Hrsg: Barbara Jung und Olaf Brüschke
BeJot SF ISBN: 3-934582-11-7
Preis: 13,00 
 

Welten voller Hoffnung

"Jedes Schulkind weiß, dass Adam der erste Mensch war. Wenn man jedoch glaubt, Eva sei seine erste Frau gewesen, latscht man bereits mit beiden Füßen über den Holzweg.
Adams erste Frau war nämlich nicht Eva, sondern Lilith. Und Lilith war auch nicht von Gott erschaffen worden, sondern von Adam selbst. Außerdem hat er sie sich nicht aus den Rippen geschnitten, sondern ließ lediglich seinen Samen auf die Erde fallen.
Lilith wurde also aus Adams Samen und dem Leib der Erde gezeugt. Äußerlich war sie von einer normalen Frau nicht zu unterscheiden, und ich vermute insgeheim, dass sie um Klassen besser war als die gute Eva. Was man schon daran sehen kann, dass er mit Eva nur zwei Kinder zeugte, Lilith aber nach sechs Äonen der Schwangerschaft sechs kerngesunde Kinder gebar.
Man ahnt schon, was jetzt kommt: Als Gott davon Wind bekam, verbannte er Lilith und ihre Brut aus dem Paradies.
... So hätte es bis in alle Ewigkeit weitergehen können, wenn Eva nicht den bekannten Riesenärger angezettelt hätte, der zur Vertreibung aus dem Paradies führte.
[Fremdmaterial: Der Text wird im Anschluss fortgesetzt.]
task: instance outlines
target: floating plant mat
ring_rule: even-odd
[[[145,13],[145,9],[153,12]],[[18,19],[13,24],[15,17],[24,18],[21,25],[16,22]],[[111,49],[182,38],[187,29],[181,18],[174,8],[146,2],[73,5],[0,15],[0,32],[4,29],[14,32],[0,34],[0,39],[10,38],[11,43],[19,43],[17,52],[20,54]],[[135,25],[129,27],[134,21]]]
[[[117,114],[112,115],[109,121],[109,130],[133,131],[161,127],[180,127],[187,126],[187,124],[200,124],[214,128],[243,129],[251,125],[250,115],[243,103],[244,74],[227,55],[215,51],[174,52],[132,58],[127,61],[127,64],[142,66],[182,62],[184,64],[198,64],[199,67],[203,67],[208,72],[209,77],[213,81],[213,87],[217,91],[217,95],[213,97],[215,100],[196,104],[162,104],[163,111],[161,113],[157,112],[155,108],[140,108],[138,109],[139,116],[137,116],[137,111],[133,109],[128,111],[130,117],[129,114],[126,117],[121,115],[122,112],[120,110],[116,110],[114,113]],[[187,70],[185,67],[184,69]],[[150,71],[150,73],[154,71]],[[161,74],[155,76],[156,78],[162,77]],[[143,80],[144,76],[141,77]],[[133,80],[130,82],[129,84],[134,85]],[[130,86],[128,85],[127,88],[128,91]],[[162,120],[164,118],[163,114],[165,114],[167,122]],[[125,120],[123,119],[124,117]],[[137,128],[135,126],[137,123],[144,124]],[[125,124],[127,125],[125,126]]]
Im Rahmen dieser groß angelegten Haushaltsauflösung -
Pflanzen, Tiere und sonstiges Inventar wurden ja ebenfalls auf der Erde
angesiedelt - verzogen sich die Nachfahren von GHL und KHT allmählich ins Innere der Erde",
so erklärt unser Hauptdarsteller Sumner dem Pfarrer Alois Wieklepp die
Schöpfungsgeschichte und damit die Erzeugung der Ghoule.
Jürgen Heinzerling, als Autor dieser in Ich-Form geschriebenen, rasanten und witzigen, aber nachdenkenswerten Geschichte, ist nur einer der vielen Autoren, der über 30 Stories und Gedichte die in diesem Band enthalten sind.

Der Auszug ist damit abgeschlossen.